Probing chiral and flavored \(Z^\prime \) from cosmic bursts through neutrino interactions

Abstract

The origin of tiny neutrino mass is an unsolved puzzle leading to a variety of phenomenological aspects beyond the Standard Model (BSM). We consider U(1) gauge extension of the Standard Model (SM) where so-called seesaw mechanism is incarnated with the help of thee generations of Majorana type right-handed neutrinos followed by the breaking of U(1) and electroweak gauge symmetries providing anomaly free structure. In this framework, a neutral BSM gauge boson \(Z^\prime \) is evolved. To explore the properties of its interactions we consider chiral (flavored) frameworks where \(Z^\prime \) interactions depend on the handedness (generations) of the fermions.
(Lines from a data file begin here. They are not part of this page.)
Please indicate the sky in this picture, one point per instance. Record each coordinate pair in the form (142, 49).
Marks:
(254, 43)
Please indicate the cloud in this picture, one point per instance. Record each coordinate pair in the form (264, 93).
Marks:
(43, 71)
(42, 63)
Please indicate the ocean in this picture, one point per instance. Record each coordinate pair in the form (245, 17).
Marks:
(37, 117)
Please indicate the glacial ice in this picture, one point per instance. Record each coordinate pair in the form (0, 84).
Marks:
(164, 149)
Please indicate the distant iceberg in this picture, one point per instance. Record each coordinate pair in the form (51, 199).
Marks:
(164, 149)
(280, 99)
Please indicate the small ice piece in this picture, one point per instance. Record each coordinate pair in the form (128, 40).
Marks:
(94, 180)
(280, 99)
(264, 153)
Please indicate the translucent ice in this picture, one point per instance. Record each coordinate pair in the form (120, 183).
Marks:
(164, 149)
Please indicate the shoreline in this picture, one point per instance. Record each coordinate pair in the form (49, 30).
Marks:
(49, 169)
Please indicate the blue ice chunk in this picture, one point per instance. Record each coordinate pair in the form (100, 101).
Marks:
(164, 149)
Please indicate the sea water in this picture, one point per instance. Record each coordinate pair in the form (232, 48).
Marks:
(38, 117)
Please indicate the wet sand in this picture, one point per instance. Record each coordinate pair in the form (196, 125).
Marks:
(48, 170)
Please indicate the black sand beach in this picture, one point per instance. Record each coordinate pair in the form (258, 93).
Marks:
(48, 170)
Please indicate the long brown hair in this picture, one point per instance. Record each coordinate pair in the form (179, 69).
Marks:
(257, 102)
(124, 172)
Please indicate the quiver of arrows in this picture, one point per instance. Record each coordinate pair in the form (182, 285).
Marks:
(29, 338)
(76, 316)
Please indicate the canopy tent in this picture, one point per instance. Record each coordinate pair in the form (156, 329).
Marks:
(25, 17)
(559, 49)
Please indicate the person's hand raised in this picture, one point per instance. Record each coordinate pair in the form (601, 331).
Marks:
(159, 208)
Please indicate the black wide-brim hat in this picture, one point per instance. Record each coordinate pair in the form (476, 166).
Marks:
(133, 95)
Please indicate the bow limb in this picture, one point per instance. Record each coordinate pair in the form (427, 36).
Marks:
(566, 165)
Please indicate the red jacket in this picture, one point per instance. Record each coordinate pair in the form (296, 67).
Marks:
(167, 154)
In this paper we focus on \(Z^\prime \)-neutrino interactions which could be probed from cosmic explosions. We consider \(\nu \overline{\nu } \rightarrow e^+ e^-\) process which can energize gamma-ray burst (GRB221009A, so far the highest energy) through energy deposition. Hence estimating these rates we constrain U(1) gauge coupling \((g_X)\) and \(Z^\prime \) mass \((M_{Z^\prime })\) under Schwarzchild (Sc) and Hartle-Thorne (HT) scenarios. We also study \(\nu \)-DM scattering through \(Z^\prime \) to constrain \(g_X-M_{Z^\prime }\) plane using IceCube data considering high energy neutrinos from cosmic blazar (TXS0506+056), active galaxy (NGC1068), the Cosmic Microwave Background (CMB) and the Lyman-\(\alpha \) data, respectively. Finally highlighting complementarity we compare our results with current and prospective bounds on \(g_X-M_{Z^\prime }\) plane from scattering, beam-dump and \(g-2\) experiments. [PICS code].